Poi il figlio arriva, ed è un essere così indifeso e bisognoso di cure e di attenzioni, delle tue cure e delle tue attenzioni, che difficilmente lo lascerai al nido a 6 mesi per 8 ore al giorno, altrimenti pensi a cosa l’ho fatto a fare un bambino? Certo, ci sono mamme che devono e io sono solo una privilegiata, io che lavoro da casa, lo addormento e lo guardo dormire, che mangi con lui, faccio il bagno con lui, vado in bicicletta con lui. Non tutte le mamme hanno la mia fortuna, alcune devono lasciare il figlio al nido, per forza, perché non hanno un aiuto, perché oggigiorno se non si guadagna in due non si vive (decentemente). Che poi non è solo il fatto di vivere (bene), personalmente penso che se una donna ha un lavoro che le piace e la soddisfa, perché deve rinunciare alla propria soddisfazione solo per i figli? Non l’ho mai concepito e mai lo concepirò.
Il nostro Paese è incompatibile con la famiglia, è incompatibile con le pari opportunità, è incompatibile anche con il concetto di marito/padre che può/deve andare dal pediatra, andare dal dottore, andare all’asilo, come se ancora per tutti sia questo un lavoro relegato alle donne. E così il tempo passa, il lavoro sfuma, la carriera la fanno gli uomini, e le donne sono sempre più divise tra lavoro in ufficio e lavoro a casa, tra scartoffie e pentole, tra pannolini e computer.

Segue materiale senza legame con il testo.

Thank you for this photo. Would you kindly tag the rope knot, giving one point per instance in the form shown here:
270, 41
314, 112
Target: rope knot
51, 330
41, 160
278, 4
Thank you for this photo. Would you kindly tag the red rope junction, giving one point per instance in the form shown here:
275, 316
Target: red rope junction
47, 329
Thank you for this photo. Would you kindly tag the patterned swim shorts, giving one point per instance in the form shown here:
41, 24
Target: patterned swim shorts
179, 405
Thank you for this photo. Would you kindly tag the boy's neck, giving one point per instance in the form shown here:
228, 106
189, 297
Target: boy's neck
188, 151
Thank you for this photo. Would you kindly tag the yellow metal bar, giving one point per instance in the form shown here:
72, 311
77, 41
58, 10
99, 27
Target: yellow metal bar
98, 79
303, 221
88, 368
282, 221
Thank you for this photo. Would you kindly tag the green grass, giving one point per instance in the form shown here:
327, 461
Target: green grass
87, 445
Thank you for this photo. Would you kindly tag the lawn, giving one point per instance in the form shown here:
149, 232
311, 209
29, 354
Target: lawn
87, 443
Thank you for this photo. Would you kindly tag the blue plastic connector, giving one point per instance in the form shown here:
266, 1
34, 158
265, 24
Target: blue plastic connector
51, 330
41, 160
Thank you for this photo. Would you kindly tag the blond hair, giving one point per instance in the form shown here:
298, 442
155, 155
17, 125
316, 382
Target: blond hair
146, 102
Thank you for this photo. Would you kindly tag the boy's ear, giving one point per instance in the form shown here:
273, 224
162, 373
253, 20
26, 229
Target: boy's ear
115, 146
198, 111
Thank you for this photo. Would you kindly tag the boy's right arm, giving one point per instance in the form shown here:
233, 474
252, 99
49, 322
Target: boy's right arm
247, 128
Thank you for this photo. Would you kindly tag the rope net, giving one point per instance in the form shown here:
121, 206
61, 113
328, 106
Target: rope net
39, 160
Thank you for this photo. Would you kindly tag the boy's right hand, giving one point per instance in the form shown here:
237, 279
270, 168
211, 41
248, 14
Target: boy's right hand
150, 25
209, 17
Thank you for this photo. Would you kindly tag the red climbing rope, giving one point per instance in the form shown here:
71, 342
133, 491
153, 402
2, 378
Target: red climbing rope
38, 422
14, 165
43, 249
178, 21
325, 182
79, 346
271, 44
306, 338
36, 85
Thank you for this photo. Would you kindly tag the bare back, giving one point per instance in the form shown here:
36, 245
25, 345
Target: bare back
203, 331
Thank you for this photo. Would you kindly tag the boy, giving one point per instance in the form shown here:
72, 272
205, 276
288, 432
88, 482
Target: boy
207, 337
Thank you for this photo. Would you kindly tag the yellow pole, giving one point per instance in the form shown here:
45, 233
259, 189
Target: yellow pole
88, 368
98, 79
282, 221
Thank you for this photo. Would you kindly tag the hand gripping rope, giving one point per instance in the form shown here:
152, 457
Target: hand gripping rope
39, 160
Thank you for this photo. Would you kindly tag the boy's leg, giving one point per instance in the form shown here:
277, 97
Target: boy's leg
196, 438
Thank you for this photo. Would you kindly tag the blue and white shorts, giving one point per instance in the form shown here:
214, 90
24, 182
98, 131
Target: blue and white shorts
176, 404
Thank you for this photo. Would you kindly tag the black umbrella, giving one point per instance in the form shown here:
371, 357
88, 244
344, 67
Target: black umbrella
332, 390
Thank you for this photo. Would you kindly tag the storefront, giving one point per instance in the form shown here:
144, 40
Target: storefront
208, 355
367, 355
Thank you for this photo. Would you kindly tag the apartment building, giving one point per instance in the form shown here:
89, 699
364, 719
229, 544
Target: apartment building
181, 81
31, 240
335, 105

Cedere è normale, cedere è nostro diritto

Quindi cosa succede quando non se ne può più? Quando la testa è talmente piena di pensieri che nemmeno a spingere con forza ce ne entrerebbe un altro dentro? Succede che ci dimentichiamo le cose. Io stessa perdo costantemente le chiavi dell’auto, oppure dimentico il portafoglio, spesso mi capita di non trovare lo smartphone, ecco perché ormai ce l’ho costantemente in mano.
Succede che abbiamo liste lunghissime di cose da fare e che assieme alla riunione con il cliente del martedì, abbiamo anche il pediatra, il mare, la spesa, il cous cous per la serata da preparare.
Cedere è più che normale e a me è capitato, questa estate poi mi capita spesso per via del fatto che di cose ne ho davvero un mucchio da fare, giornalmente, tanto che il mio calendario è talmente pieno che mi tocca mettere colori diversi per gli ambiti della mia vita: mamma, freelance, editore, progetti personali. Mi sono ritrovata in bagno a piangere da sola. Fatemi coraggio, ditemi che è successo anche a voi. Mi sono ritrovata arrabbiata e stressata perché le cose non vanno sempre come vogliamo noi, perché sono imprevedibili, come un bambino vivace che un minuto prima è seduto sul seggiolone, il minuto dopo si alza in piedi e rischia di cadere (successo due giorni fa con Giulio e a momenti non mi viene un infarto). Perché essere madre e anche lavoratrice fuori casa è un impegno così gravoso che a volte noi mamme non riusciamo a bilanciare, perché nessuno può davvero farlo bene, a meno che non abbia uno stuolo di tate e di aiuti, che costano, eccome se costano (capitolo a parte).

Quindi cosa ci resta per non soccombere?

Ci restano gli aiuti, delle persone che ci stanno vicino, ci resta la consapevolezza che non siamo le uniche, ci resta il pensiero che anche questo giorno alle 21 (se tutto va bene) finirà e ci resteranno quelle poche ore per dormire e riprendere fiato (e per qualcuna anche per lavorare). Ci resta l’amara consapevolezza che senza di noi non ci sarebbe vita, famiglia, futuro, che siamo le uniche che posso davvero reggere un carico così grande, (passatemelo, perché l’uomo non è lontanamente pronto a questo e nemmeno sa tutto quello a cui facciamo fronte ogni giorno).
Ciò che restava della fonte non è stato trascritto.